The SFCR documents were sufficient to derive an association between skv and mkv (English equivalent of mcr), and the English acronyms scr and mcr (apparently the Dutch documents sometimes use scr and mcr in the same context). Other similar words are kapitaalseis (English: capital requirement) and bscr. Because they learn from context, the word2vec models are able to learn words that are synonyms and sometimes antonyms (for example we say ‘today is a cold day’ and ‘today is a hot day’, where hot and cold are used in the same manner).

For an example of a vector calculation look at the following result.

In []: model.wv.most_similar(positive = ['dnb', 'duitsland'], 
                             negative = ['nederland'], topn = 5)
Out[]: [('bundesbank', 0.4988047778606415),
        ('bundestag', 0.4865422248840332),
        ('simplesearch', 0.452720582485199),
        ('deutsche', 0.437085896730423),
        ('bondsdag', 0.43249475955963135)]

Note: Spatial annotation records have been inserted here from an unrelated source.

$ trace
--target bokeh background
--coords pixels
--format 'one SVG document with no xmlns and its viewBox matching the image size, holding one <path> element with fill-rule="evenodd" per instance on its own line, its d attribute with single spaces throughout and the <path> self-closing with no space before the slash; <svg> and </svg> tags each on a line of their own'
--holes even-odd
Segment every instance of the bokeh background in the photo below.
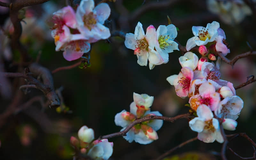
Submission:
<svg viewBox="0 0 256 160">
<path fill-rule="evenodd" d="M 133 33 L 139 21 L 144 29 L 151 24 L 157 28 L 159 25 L 168 24 L 168 15 L 179 29 L 176 39 L 185 46 L 187 40 L 193 36 L 192 26 L 205 27 L 207 23 L 215 20 L 225 31 L 231 51 L 228 58 L 232 59 L 236 55 L 250 51 L 246 42 L 255 49 L 256 17 L 252 14 L 238 24 L 227 24 L 218 14 L 209 12 L 205 1 L 173 1 L 164 7 L 152 7 L 134 16 L 140 8 L 150 3 L 165 1 L 168 0 L 116 0 L 115 3 L 108 2 L 111 9 L 109 18 L 111 30 Z M 51 37 L 49 19 L 53 12 L 65 5 L 65 1 L 51 0 L 26 8 L 27 18 L 22 22 L 22 42 L 33 60 L 41 52 L 39 63 L 51 70 L 79 60 L 69 62 L 64 59 L 62 52 L 55 51 L 53 39 Z M 95 1 L 95 4 L 99 2 Z M 8 12 L 0 8 L 0 23 L 4 28 L 8 25 Z M 8 39 L 6 36 L 2 34 L 0 38 L 0 56 L 5 71 L 18 71 L 15 63 L 19 61 L 19 53 L 8 51 Z M 136 56 L 133 51 L 125 47 L 124 40 L 115 37 L 110 38 L 109 41 L 110 43 L 100 41 L 92 45 L 90 67 L 83 69 L 77 67 L 53 75 L 55 89 L 63 89 L 61 109 L 42 107 L 36 102 L 6 120 L 0 128 L 0 159 L 72 159 L 74 150 L 69 144 L 70 137 L 77 137 L 78 130 L 85 125 L 94 130 L 96 138 L 119 131 L 121 128 L 115 125 L 115 116 L 123 109 L 129 110 L 134 92 L 154 96 L 151 110 L 158 110 L 164 116 L 172 116 L 188 112 L 189 108 L 184 105 L 188 99 L 177 96 L 174 87 L 166 80 L 170 76 L 178 74 L 181 68 L 178 60 L 181 56 L 180 52 L 170 53 L 168 63 L 150 70 L 148 66 L 141 67 L 137 63 Z M 240 60 L 233 68 L 222 62 L 221 79 L 233 83 L 234 86 L 245 82 L 247 76 L 255 74 L 255 60 L 253 56 Z M 18 88 L 16 80 L 8 80 L 10 81 L 7 84 L 9 84 L 9 88 L 2 92 L 0 97 L 0 113 L 4 112 L 12 102 Z M 30 92 L 24 94 L 22 103 L 42 94 L 36 89 L 29 90 Z M 245 132 L 256 141 L 255 84 L 250 84 L 236 91 L 237 95 L 244 100 L 244 108 L 237 120 L 236 130 L 226 133 Z M 174 123 L 164 122 L 157 133 L 159 139 L 147 145 L 129 143 L 122 137 L 109 139 L 114 143 L 114 152 L 110 159 L 152 159 L 197 135 L 190 129 L 186 119 L 179 120 Z M 252 156 L 252 145 L 244 139 L 236 138 L 228 145 L 242 156 Z M 217 142 L 206 144 L 197 140 L 177 150 L 171 156 L 193 152 L 206 155 L 191 154 L 194 159 L 219 159 L 221 146 Z M 228 150 L 227 155 L 228 159 L 238 159 Z M 179 159 L 177 158 L 175 156 L 170 159 Z"/>
</svg>

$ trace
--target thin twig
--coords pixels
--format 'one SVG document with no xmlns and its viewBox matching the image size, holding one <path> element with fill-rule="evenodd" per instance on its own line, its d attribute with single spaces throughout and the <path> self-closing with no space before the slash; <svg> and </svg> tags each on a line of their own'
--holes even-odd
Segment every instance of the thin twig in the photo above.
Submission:
<svg viewBox="0 0 256 160">
<path fill-rule="evenodd" d="M 3 7 L 6 7 L 10 8 L 10 5 L 11 3 L 7 3 L 6 2 L 2 2 L 0 1 L 0 6 L 3 6 Z"/>
<path fill-rule="evenodd" d="M 53 74 L 57 72 L 59 72 L 60 71 L 62 70 L 66 70 L 67 69 L 72 69 L 73 68 L 75 68 L 76 67 L 77 67 L 79 66 L 79 65 L 80 65 L 81 64 L 81 62 L 79 61 L 77 62 L 77 63 L 76 63 L 74 64 L 72 64 L 72 65 L 71 65 L 70 66 L 59 67 L 58 68 L 57 68 L 55 69 L 52 71 L 52 73 Z"/>
<path fill-rule="evenodd" d="M 168 155 L 169 155 L 172 152 L 175 151 L 176 149 L 181 148 L 181 147 L 183 147 L 184 146 L 185 146 L 185 145 L 188 143 L 189 143 L 192 142 L 193 141 L 195 141 L 195 140 L 196 140 L 197 139 L 197 137 L 194 137 L 193 138 L 191 138 L 191 139 L 189 139 L 188 140 L 185 141 L 185 142 L 182 143 L 180 143 L 180 144 L 177 146 L 171 149 L 169 151 L 167 151 L 167 152 L 165 153 L 164 154 L 162 155 L 159 157 L 158 157 L 155 160 L 160 160 L 161 159 L 162 159 L 164 157 L 166 157 Z"/>
<path fill-rule="evenodd" d="M 26 84 L 25 85 L 22 85 L 20 87 L 20 89 L 21 89 L 22 88 L 37 88 L 35 84 Z"/>
<path fill-rule="evenodd" d="M 250 78 L 250 77 L 247 77 L 247 80 L 246 80 L 246 82 L 245 82 L 242 84 L 240 84 L 239 85 L 238 85 L 237 86 L 236 86 L 236 87 L 234 87 L 235 89 L 237 90 L 237 89 L 241 88 L 242 87 L 243 87 L 244 86 L 248 85 L 249 84 L 253 83 L 255 82 L 256 82 L 256 79 L 254 79 L 254 76 L 250 80 L 249 79 L 249 78 Z"/>
<path fill-rule="evenodd" d="M 236 153 L 235 151 L 233 151 L 231 148 L 228 146 L 227 146 L 227 148 L 231 152 L 232 152 L 233 154 L 234 154 L 236 156 L 238 156 L 239 158 L 242 159 L 256 159 L 256 150 L 255 149 L 255 148 L 254 146 L 252 146 L 253 148 L 253 149 L 254 149 L 254 152 L 253 152 L 253 156 L 252 157 L 243 157 L 237 154 Z"/>
<path fill-rule="evenodd" d="M 221 52 L 217 52 L 215 53 L 216 55 L 219 56 L 223 61 L 233 66 L 236 61 L 239 59 L 244 58 L 252 55 L 256 55 L 256 51 L 249 51 L 244 53 L 239 54 L 231 60 L 225 57 L 221 53 Z"/>
<path fill-rule="evenodd" d="M 184 118 L 193 118 L 194 117 L 194 116 L 191 116 L 190 113 L 186 113 L 186 114 L 179 115 L 173 117 L 168 117 L 164 116 L 151 115 L 149 116 L 144 117 L 142 118 L 138 119 L 133 121 L 122 131 L 114 133 L 105 136 L 100 136 L 98 139 L 98 140 L 100 140 L 102 139 L 108 139 L 119 136 L 125 136 L 126 133 L 128 132 L 128 131 L 131 129 L 133 126 L 137 124 L 143 122 L 147 121 L 152 120 L 153 119 L 161 119 L 173 123 L 174 121 L 179 119 Z"/>
</svg>

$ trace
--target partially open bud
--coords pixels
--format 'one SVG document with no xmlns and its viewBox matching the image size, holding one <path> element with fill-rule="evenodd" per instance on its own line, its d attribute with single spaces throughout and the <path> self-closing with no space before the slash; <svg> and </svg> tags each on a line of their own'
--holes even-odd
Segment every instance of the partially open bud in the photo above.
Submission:
<svg viewBox="0 0 256 160">
<path fill-rule="evenodd" d="M 152 128 L 147 124 L 142 124 L 141 129 L 147 137 L 153 140 L 158 139 L 158 136 L 156 132 Z"/>
<path fill-rule="evenodd" d="M 83 142 L 90 143 L 94 139 L 94 131 L 92 128 L 84 125 L 78 131 L 78 137 Z"/>
<path fill-rule="evenodd" d="M 222 98 L 225 98 L 227 97 L 234 96 L 233 92 L 229 87 L 227 86 L 223 86 L 220 90 L 220 94 Z"/>
<path fill-rule="evenodd" d="M 136 118 L 135 116 L 129 112 L 124 112 L 121 114 L 123 118 L 127 121 L 133 121 Z"/>
<path fill-rule="evenodd" d="M 80 151 L 81 152 L 81 153 L 84 154 L 86 153 L 86 149 L 84 148 L 82 148 L 80 149 Z"/>
<path fill-rule="evenodd" d="M 202 45 L 199 47 L 198 50 L 199 53 L 203 56 L 205 56 L 208 54 L 208 51 L 205 46 Z"/>
<path fill-rule="evenodd" d="M 79 147 L 79 141 L 75 137 L 71 136 L 70 138 L 70 143 L 75 148 L 78 148 Z"/>
<path fill-rule="evenodd" d="M 208 55 L 208 58 L 212 60 L 216 60 L 216 57 L 212 53 L 210 53 Z"/>
<path fill-rule="evenodd" d="M 203 64 L 205 62 L 208 61 L 208 58 L 206 57 L 202 57 L 199 60 L 197 63 L 197 69 L 199 70 L 201 70 L 202 68 L 202 66 Z"/>
<path fill-rule="evenodd" d="M 223 128 L 229 131 L 236 130 L 236 127 L 237 125 L 237 122 L 233 119 L 225 118 L 222 123 Z"/>
<path fill-rule="evenodd" d="M 137 110 L 136 111 L 136 114 L 138 117 L 140 117 L 144 115 L 146 111 L 145 107 L 144 106 L 139 106 L 137 105 L 136 105 L 137 107 Z"/>
</svg>

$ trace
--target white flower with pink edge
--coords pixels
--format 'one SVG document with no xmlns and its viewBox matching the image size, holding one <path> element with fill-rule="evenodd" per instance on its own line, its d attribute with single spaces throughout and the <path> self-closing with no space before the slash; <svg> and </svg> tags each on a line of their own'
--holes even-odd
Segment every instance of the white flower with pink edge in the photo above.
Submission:
<svg viewBox="0 0 256 160">
<path fill-rule="evenodd" d="M 189 122 L 189 127 L 198 132 L 197 138 L 205 143 L 212 143 L 216 140 L 223 143 L 224 140 L 220 130 L 218 120 L 213 118 L 210 108 L 205 104 L 200 105 L 196 110 L 198 117 Z"/>
<path fill-rule="evenodd" d="M 93 0 L 82 0 L 76 13 L 77 28 L 90 43 L 108 38 L 110 36 L 109 29 L 103 24 L 110 13 L 110 8 L 106 3 L 94 7 Z"/>
</svg>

This function finds the top five similar words of the vector DNBNederland + Duitsland. This expression basically asks for the German equivalent of De Nederlandsche Bank (DNB). The model generates the correct answer: the German analogy of DNB as a central bank is the Bundesbank. I think this is somehow incorporated in the Wikipedia pages, because the German equivalent of DNB as a insurance supervisor is not the Bundesbank but Bafin, and this was not picked up by the model. It is not perfect (the other words in the list are less related and for other countries this does not work as well). We need more documents to find more stable associations. But this to me is already pretty surprising.

There has been some research where the word vectors of word2vec models of two languages were mapped onto each other with a linear transformation (see for example Exploiting Similarities among Languages for Machine Translation, Mikolov, et al). In doing so, it was possible to obtain a model for machine translation. So perhaps it is possible for some European languages with a sufficiently large corpus of SFCRs to generate one large model that is to some extent language independent. To derive the translation matrices we could use the different translations of European legislative texts because in their nature these texts provide one of the most reliable translations available.

But that’s it for me for now. Word2vec is a versatile and powerful algorithm that can be used in numerous natural language applications. It is relatively easy to generate these models in other languages than the English language and it is possible to train these models that can deal with the specifics of insurance terminology, as I showed in this blog.